Related Work & Insights¶
- vs. NLGraph / GraphQA / GraphArena: These assume full visibility, \(\le\) 50 nodes, and ask for algorithm execution. EstGraph assumes partial access, up to 2.39M nodes, and asks for estimation.
- vs. GraphPattern (Dai et al. 2025): GraphPattern measures motif recognition on local/small graphs; EstGraph measures global properties on large graphs.
- vs. Talk like a Graph (Fatemi et al. 2024): Fatemi systematically compared encoding styles on small graph tasks; this work abandons "full graph encoding" for "sampling statistics," providing a new paradigm for large graphs.
- vs. Classical Capture-Recapture / MH / Max-degree: This work uses these methods' outputs as input features for the LLM, making them nested rather than strictly competing.

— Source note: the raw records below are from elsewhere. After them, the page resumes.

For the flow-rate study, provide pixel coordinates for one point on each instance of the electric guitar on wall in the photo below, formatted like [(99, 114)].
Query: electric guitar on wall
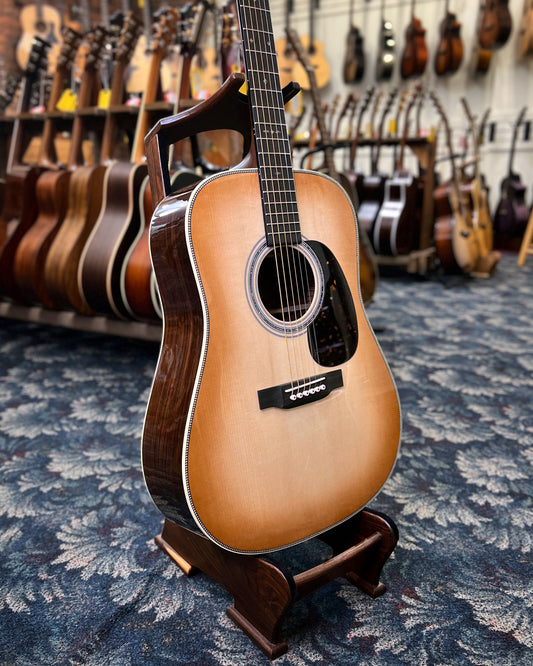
[(263, 300)]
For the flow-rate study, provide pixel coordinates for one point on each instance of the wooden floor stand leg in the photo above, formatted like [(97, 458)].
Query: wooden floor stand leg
[(263, 591)]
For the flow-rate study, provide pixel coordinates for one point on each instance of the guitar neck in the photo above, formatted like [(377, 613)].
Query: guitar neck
[(276, 178)]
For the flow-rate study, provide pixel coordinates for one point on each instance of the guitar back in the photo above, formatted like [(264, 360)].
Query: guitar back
[(229, 459)]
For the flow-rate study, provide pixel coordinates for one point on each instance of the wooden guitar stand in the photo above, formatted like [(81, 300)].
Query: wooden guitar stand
[(263, 591)]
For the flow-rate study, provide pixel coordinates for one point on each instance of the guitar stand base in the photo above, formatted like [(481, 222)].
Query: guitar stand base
[(263, 591)]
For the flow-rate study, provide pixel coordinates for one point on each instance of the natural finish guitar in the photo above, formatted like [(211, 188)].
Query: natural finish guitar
[(273, 414), (50, 191), (415, 53), (315, 54)]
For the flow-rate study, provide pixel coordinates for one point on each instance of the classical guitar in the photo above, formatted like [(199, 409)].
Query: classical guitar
[(354, 58), (449, 53), (387, 48), (315, 55), (50, 190), (394, 229), (415, 53), (84, 193), (455, 240), (19, 210), (478, 200), (512, 212), (295, 441), (367, 263)]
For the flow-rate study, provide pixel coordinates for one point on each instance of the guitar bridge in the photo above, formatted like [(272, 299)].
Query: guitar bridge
[(300, 392)]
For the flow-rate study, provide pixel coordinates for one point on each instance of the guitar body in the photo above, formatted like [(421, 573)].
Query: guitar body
[(415, 54), (101, 267), (61, 266), (216, 457), (51, 194), (455, 241), (315, 55), (394, 229), (18, 214), (386, 58), (505, 22), (373, 192), (354, 59)]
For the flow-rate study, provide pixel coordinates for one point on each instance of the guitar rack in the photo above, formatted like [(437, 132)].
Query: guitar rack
[(262, 588), (421, 258)]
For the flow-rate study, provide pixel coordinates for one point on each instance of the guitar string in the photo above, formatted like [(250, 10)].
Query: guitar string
[(288, 273)]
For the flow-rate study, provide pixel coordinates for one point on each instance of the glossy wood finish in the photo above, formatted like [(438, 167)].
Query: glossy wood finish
[(264, 591), (347, 446)]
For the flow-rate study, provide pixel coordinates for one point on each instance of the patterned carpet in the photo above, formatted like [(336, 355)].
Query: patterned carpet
[(82, 582)]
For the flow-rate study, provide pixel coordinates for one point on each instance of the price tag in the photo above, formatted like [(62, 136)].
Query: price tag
[(68, 100)]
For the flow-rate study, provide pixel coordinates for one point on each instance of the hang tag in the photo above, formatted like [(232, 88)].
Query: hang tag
[(104, 98), (68, 100)]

- vs. Walk&Retrieve (Böckling et al. 2025): Walk&Retrieve uses knowledge graph walks for RAG; EstGraph uses walks for property estimation.
Rating¶
- Novelty: ⭐⭐⭐⭐ First to expand LLM graph evaluation from "full visibility small graphs" to "partial access million-node graphs" using a systematic "sampling statistics + LLM" benchmark.
- Experimental Thoroughness: ⭐⭐⭐ Covers 4 tasks across 4 LLMs on 8 datasets, but lacks full hyperparameter ablation and some task baselines.
- Writing Quality: ⭐⭐⭐⭐ Problem motivation and comparison tables are clear and powerful; some prompt details require checking the appendix.
- Value: ⭐⭐⭐⭐ Provides a new dataset, practically applicable prompt patterns, and actionable insights for practitioners working with large-scale graphs and LLMs.